Um dos principais escritores da segunda metade do século 20 e do início do 21, Philip Roth (que morreu em 2018) completaria 90 anos neste domingo, 19 de março. Newark, em Nova Jersey, nos Estados Unidos, não era apenas a cidade natal do autor – era também, transformada em ficção, o frequente palco sobre o qual esse autor formulava e encenava diferentes interações humanas.
O território dispõe-se tão vívido e importante na obra de Roth que, dentro de seus livros, quase conseguimos divisar as ruas de um mapa da cidade – entrelaçadas com as linhas das páginas ou com as veias dos personagens (quem diria que aqueles personagens, construídos com tanta profundidade, não têm veias e órgãos e ossos?) que por ali caminham, conversam, discutem, trabalham, gracejam, copulam, enganam-se, odeiam, traem, sonham, fracassam, envelhecem, morrem.
Não poderia ser diferente: Newark preparou, para 2023, uma homenagem à altura de seu narrador de maior expressão. Com participação de Christian Lorentzen, Alexandra Marshall e Elisa Albert, por exemplo, na conferência Roth@90, organizada pela Philip Roth Society, além de Claudia Roth Pierpont, Morgan Spector e S. Epatha Merkerson no festival Philip Roth Unbound, e também com a apresentação da prévia de uma adaptação para o teatro, por John Turturro e Ariel Levy, do romance O Teatro de Sabbath.

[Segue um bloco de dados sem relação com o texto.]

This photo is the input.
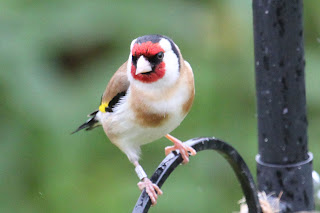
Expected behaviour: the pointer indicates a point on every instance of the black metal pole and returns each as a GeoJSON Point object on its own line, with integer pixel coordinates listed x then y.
{"type": "Point", "coordinates": [283, 164]}
{"type": "Point", "coordinates": [238, 165]}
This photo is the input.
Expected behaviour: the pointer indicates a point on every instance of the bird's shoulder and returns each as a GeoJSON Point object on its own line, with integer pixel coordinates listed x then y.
{"type": "Point", "coordinates": [116, 88]}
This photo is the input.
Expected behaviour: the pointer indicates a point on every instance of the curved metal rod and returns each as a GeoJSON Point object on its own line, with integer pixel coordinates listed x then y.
{"type": "Point", "coordinates": [228, 152]}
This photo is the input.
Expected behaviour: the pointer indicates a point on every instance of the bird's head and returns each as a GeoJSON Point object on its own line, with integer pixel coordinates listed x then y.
{"type": "Point", "coordinates": [154, 60]}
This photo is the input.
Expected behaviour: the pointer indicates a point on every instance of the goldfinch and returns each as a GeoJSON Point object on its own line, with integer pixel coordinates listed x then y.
{"type": "Point", "coordinates": [146, 99]}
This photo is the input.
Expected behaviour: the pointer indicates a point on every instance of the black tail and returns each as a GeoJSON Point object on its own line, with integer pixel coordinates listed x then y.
{"type": "Point", "coordinates": [89, 124]}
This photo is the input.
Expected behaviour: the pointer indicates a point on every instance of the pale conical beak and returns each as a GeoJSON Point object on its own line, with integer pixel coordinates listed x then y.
{"type": "Point", "coordinates": [143, 65]}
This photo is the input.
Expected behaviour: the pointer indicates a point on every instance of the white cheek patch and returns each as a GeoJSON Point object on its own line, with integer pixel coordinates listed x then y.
{"type": "Point", "coordinates": [165, 44]}
{"type": "Point", "coordinates": [130, 78]}
{"type": "Point", "coordinates": [132, 43]}
{"type": "Point", "coordinates": [172, 67]}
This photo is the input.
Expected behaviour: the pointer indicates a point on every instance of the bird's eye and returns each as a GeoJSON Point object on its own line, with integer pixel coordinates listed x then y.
{"type": "Point", "coordinates": [134, 59]}
{"type": "Point", "coordinates": [160, 55]}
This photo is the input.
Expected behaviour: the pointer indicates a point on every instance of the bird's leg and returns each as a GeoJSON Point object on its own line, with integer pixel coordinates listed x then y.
{"type": "Point", "coordinates": [183, 148]}
{"type": "Point", "coordinates": [145, 183]}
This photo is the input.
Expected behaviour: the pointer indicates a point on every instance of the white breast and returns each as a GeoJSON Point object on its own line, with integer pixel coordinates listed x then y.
{"type": "Point", "coordinates": [123, 130]}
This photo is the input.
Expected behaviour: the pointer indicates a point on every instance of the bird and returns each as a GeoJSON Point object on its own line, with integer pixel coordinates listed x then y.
{"type": "Point", "coordinates": [146, 99]}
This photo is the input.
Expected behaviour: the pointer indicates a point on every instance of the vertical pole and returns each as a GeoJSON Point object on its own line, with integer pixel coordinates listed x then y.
{"type": "Point", "coordinates": [283, 163]}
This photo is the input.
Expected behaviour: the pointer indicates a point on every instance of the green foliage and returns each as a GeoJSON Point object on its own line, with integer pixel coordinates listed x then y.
{"type": "Point", "coordinates": [56, 58]}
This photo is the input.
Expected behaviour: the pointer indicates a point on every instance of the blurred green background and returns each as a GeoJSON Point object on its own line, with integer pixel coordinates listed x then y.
{"type": "Point", "coordinates": [56, 58]}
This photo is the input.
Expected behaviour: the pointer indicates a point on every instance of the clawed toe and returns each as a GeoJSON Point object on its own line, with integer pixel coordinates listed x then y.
{"type": "Point", "coordinates": [152, 190]}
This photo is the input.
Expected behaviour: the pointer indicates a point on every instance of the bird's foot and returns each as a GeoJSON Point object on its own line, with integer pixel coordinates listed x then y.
{"type": "Point", "coordinates": [183, 149]}
{"type": "Point", "coordinates": [151, 189]}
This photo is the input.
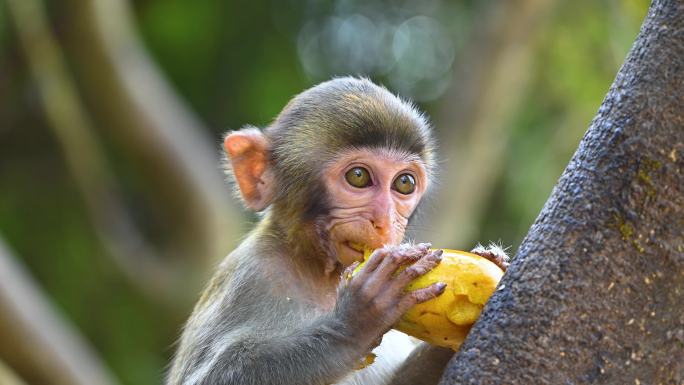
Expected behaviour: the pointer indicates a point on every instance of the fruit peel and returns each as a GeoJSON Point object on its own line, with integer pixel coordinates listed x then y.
{"type": "Point", "coordinates": [447, 319]}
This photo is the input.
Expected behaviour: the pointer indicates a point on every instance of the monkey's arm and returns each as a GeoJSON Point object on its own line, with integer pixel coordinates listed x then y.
{"type": "Point", "coordinates": [424, 366]}
{"type": "Point", "coordinates": [320, 352]}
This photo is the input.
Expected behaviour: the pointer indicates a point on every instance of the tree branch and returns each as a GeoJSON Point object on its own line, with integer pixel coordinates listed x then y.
{"type": "Point", "coordinates": [36, 341]}
{"type": "Point", "coordinates": [596, 292]}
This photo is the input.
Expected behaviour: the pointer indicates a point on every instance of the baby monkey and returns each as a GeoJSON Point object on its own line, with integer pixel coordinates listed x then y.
{"type": "Point", "coordinates": [342, 167]}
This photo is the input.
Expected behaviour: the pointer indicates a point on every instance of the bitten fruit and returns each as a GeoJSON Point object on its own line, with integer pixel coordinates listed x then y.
{"type": "Point", "coordinates": [447, 319]}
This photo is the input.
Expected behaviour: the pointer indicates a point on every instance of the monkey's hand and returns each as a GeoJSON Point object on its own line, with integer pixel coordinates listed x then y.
{"type": "Point", "coordinates": [374, 299]}
{"type": "Point", "coordinates": [494, 253]}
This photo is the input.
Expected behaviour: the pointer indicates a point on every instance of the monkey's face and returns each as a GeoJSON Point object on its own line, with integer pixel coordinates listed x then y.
{"type": "Point", "coordinates": [373, 192]}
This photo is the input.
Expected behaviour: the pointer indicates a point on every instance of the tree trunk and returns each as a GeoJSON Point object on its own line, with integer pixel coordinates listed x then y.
{"type": "Point", "coordinates": [595, 294]}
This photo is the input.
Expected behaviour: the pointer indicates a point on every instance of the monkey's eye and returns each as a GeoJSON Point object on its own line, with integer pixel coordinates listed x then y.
{"type": "Point", "coordinates": [405, 184]}
{"type": "Point", "coordinates": [358, 177]}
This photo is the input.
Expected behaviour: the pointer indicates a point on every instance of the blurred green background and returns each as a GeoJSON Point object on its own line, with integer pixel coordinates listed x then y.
{"type": "Point", "coordinates": [113, 210]}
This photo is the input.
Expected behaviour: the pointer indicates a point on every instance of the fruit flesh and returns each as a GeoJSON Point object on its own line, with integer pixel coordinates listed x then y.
{"type": "Point", "coordinates": [447, 319]}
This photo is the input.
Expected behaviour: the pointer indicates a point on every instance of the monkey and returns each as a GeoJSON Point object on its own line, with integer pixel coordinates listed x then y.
{"type": "Point", "coordinates": [341, 168]}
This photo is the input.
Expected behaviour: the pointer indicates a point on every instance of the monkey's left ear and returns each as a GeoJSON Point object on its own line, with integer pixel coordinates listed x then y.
{"type": "Point", "coordinates": [248, 153]}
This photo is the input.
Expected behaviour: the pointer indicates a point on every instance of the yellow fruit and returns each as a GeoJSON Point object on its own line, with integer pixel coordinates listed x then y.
{"type": "Point", "coordinates": [446, 320]}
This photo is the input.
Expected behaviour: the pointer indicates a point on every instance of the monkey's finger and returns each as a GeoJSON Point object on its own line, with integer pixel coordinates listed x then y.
{"type": "Point", "coordinates": [347, 273]}
{"type": "Point", "coordinates": [399, 256]}
{"type": "Point", "coordinates": [421, 267]}
{"type": "Point", "coordinates": [373, 261]}
{"type": "Point", "coordinates": [420, 296]}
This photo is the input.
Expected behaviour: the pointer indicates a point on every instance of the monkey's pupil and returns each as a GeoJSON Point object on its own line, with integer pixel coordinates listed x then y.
{"type": "Point", "coordinates": [405, 184]}
{"type": "Point", "coordinates": [358, 177]}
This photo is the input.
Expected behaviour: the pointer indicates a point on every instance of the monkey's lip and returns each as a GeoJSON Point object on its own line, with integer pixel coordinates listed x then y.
{"type": "Point", "coordinates": [358, 247]}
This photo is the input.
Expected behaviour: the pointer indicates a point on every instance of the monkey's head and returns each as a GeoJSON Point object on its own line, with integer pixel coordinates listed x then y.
{"type": "Point", "coordinates": [343, 166]}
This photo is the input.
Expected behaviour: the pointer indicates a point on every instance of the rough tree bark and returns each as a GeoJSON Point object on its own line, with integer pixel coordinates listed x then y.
{"type": "Point", "coordinates": [595, 294]}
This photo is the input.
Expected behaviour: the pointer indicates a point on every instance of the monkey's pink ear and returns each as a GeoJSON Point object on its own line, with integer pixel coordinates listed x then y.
{"type": "Point", "coordinates": [248, 153]}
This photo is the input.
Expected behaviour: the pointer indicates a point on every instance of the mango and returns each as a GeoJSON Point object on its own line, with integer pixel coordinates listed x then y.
{"type": "Point", "coordinates": [447, 319]}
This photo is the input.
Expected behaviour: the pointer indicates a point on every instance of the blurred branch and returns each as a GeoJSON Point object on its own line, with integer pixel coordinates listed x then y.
{"type": "Point", "coordinates": [8, 377]}
{"type": "Point", "coordinates": [146, 117]}
{"type": "Point", "coordinates": [73, 129]}
{"type": "Point", "coordinates": [36, 341]}
{"type": "Point", "coordinates": [476, 112]}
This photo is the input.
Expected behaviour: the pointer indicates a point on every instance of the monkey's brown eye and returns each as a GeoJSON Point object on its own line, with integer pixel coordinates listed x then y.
{"type": "Point", "coordinates": [405, 184]}
{"type": "Point", "coordinates": [358, 177]}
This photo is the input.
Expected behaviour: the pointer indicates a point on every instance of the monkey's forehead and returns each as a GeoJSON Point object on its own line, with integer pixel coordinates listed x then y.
{"type": "Point", "coordinates": [349, 113]}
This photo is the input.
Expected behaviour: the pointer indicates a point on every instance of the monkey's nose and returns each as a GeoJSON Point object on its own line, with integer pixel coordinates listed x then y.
{"type": "Point", "coordinates": [381, 225]}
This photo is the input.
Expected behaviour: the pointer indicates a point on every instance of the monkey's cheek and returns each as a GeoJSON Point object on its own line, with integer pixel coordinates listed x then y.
{"type": "Point", "coordinates": [347, 255]}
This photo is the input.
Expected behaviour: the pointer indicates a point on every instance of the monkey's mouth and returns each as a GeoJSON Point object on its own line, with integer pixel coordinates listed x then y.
{"type": "Point", "coordinates": [357, 247]}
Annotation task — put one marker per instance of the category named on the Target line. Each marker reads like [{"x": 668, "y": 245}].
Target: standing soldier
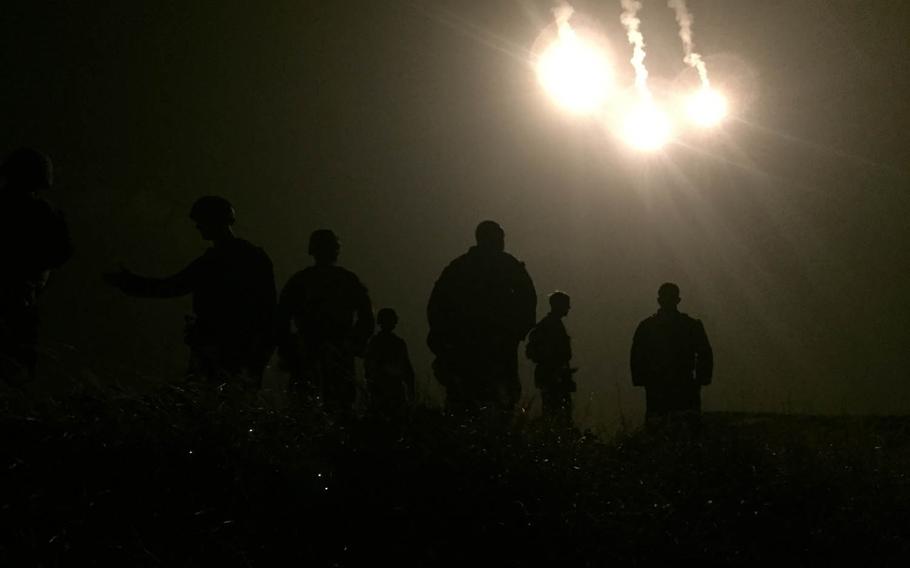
[
  {"x": 230, "y": 334},
  {"x": 388, "y": 370},
  {"x": 34, "y": 239},
  {"x": 481, "y": 308},
  {"x": 333, "y": 317},
  {"x": 671, "y": 357},
  {"x": 551, "y": 348}
]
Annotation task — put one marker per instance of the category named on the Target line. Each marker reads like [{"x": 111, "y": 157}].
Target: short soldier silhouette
[
  {"x": 671, "y": 357},
  {"x": 333, "y": 319},
  {"x": 230, "y": 334},
  {"x": 480, "y": 309},
  {"x": 388, "y": 370},
  {"x": 34, "y": 240},
  {"x": 550, "y": 347}
]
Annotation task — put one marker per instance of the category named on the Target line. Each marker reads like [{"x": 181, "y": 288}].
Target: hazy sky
[{"x": 402, "y": 124}]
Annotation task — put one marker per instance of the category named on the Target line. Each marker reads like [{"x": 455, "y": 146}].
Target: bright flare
[
  {"x": 646, "y": 127},
  {"x": 576, "y": 73},
  {"x": 707, "y": 107}
]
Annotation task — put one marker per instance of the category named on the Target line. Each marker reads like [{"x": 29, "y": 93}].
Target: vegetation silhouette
[
  {"x": 332, "y": 319},
  {"x": 176, "y": 478},
  {"x": 230, "y": 334},
  {"x": 34, "y": 240}
]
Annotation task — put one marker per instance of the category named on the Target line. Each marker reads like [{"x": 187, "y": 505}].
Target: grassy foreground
[{"x": 181, "y": 479}]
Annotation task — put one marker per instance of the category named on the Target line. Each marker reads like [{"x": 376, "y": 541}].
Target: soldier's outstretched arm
[
  {"x": 366, "y": 321},
  {"x": 704, "y": 356},
  {"x": 179, "y": 284}
]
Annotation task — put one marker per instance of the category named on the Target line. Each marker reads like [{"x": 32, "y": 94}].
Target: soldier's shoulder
[{"x": 511, "y": 261}]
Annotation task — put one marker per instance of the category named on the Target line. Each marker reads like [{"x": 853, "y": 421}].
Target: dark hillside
[{"x": 180, "y": 479}]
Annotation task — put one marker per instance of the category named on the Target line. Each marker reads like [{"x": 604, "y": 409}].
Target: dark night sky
[{"x": 401, "y": 125}]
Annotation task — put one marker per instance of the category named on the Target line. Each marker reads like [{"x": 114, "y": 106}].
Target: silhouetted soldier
[
  {"x": 551, "y": 348},
  {"x": 389, "y": 375},
  {"x": 481, "y": 307},
  {"x": 230, "y": 334},
  {"x": 34, "y": 239},
  {"x": 671, "y": 357},
  {"x": 333, "y": 317}
]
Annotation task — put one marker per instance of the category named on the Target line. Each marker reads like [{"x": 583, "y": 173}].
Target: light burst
[{"x": 646, "y": 127}]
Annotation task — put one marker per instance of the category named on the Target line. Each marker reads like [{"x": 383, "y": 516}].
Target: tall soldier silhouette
[
  {"x": 551, "y": 348},
  {"x": 333, "y": 317},
  {"x": 230, "y": 334},
  {"x": 34, "y": 239},
  {"x": 387, "y": 367},
  {"x": 671, "y": 357},
  {"x": 480, "y": 309}
]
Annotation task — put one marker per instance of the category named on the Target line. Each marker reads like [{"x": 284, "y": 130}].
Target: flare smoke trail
[
  {"x": 562, "y": 14},
  {"x": 630, "y": 21},
  {"x": 692, "y": 59}
]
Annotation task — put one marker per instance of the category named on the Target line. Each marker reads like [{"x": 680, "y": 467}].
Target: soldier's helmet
[
  {"x": 490, "y": 235},
  {"x": 668, "y": 294},
  {"x": 213, "y": 210},
  {"x": 387, "y": 318},
  {"x": 26, "y": 169},
  {"x": 324, "y": 244}
]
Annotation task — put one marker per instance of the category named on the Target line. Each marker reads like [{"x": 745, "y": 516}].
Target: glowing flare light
[
  {"x": 707, "y": 107},
  {"x": 576, "y": 73}
]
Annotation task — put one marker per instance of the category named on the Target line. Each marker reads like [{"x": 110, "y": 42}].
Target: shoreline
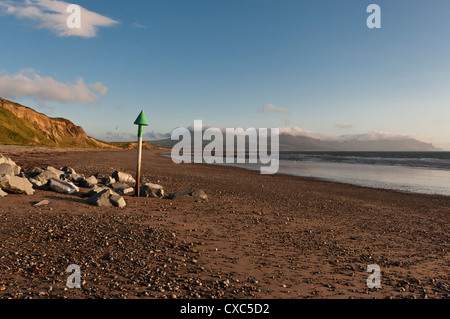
[
  {"x": 325, "y": 179},
  {"x": 263, "y": 237}
]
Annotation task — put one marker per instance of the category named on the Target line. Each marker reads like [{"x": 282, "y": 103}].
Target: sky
[{"x": 308, "y": 67}]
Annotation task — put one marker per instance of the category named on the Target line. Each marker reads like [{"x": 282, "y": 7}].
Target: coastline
[{"x": 273, "y": 236}]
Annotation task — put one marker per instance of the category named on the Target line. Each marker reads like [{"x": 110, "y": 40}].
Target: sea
[{"x": 412, "y": 172}]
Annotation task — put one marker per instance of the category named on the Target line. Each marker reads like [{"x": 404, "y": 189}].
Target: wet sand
[{"x": 257, "y": 237}]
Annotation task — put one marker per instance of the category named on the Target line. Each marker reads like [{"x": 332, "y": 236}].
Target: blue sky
[{"x": 311, "y": 65}]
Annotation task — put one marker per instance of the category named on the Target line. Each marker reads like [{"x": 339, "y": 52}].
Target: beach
[{"x": 257, "y": 236}]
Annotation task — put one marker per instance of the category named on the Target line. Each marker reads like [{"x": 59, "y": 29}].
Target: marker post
[{"x": 141, "y": 121}]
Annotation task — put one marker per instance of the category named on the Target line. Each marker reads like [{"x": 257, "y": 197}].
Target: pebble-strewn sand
[{"x": 257, "y": 237}]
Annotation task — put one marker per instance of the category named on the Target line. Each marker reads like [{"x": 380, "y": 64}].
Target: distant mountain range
[
  {"x": 305, "y": 143},
  {"x": 21, "y": 125}
]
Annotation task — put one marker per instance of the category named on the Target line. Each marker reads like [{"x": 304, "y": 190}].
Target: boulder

Além do Philip Roth Bus Tours of Newark, o ônibus que percorre (com paradas) diversos pontos relacionados ao escritor (a casa em que ele nasceu, a escola em que estudou, etc.), existe um tour audioguiado pela sua biblioteca pessoal, a The Philip Roth Personal Library. Em vida, o autor de O Complexo de Portnoy doou cerca de sete mil livros para a Biblioteca Pública de Newark. Roth chegou a escolher a sala em que os livros ficariam expostos após sua morte.
Lá estão. E, entre muitos volumes de Bellow, Kundera, Faulkner, Chekhov, Camus, Joyce, Kafka, e ainda de conterrâneos contemporâneos como Don DeLillo, Paul Auster, Nathan Englander (todos, por sinal, estiveram em sua festa de aniversário de 80 anos, no Newark Museum) e Edna O’Brien (também presente na festa), há autores latino-americanos, Borges, García Márquez, Vargas Llosa, Carlos Fuentes, e três brasileiros.
Em traduções para o inglês: de Carmen L. Oliveira, Flores Raras e Banalíssimas (nenhuma publicação individual, entretanto, de Elizabeth Bishop); de Clarice Lispector, Paixão Segundo G.H. (somada à biografia de Clarice por Benjamin Moser); e, de Machado de Assis, duas edições iguais de Quincas Borba, em tradução de Clotilde Wilson, Dom Casmurro, em tradução de Helen Caldwell, e duas edições diferentes da tradução de William L. Grossman de Memórias Póstumas de Brás Cubas.
Brás Cubas
Dos autores brasileiros, somente a edição de 1985 de Brás Cubas foi marcada. Esparsos grifos. Logo na introdução, Roth sublinhou: “Privado da estima dos graves e do amor dos frívolos, que são as duas colunas máximas da opinião”; depois, junto a outros firmes traços de caneta preta, o início do sexto capítulo e a pergunta “Ainda visitando os defuntos?”.
Segundo Nadine Giron, bibliotecária responsável pela coleção, Roth anotava os livros que, enquanto foi professor, utilizava em sala de aula – sem deixar de marcar, porém, livros que eventualmente resenhava ou que lia por prazer. Para quem está habituado ao estilo de Roth, não é difícil vincular sua voz (da brutal segunda metade de sua obra, sobretudo) às frases de Machado sublinhadas; e não seria difícil imaginar em Pastoral Americana ou em Casei Com um Comunista algum personagem (daqueles com veias, órgãos e ossos) andando pelo palco ficcional de Newark e dizendo “a coisa é divertida, mas digere-me”.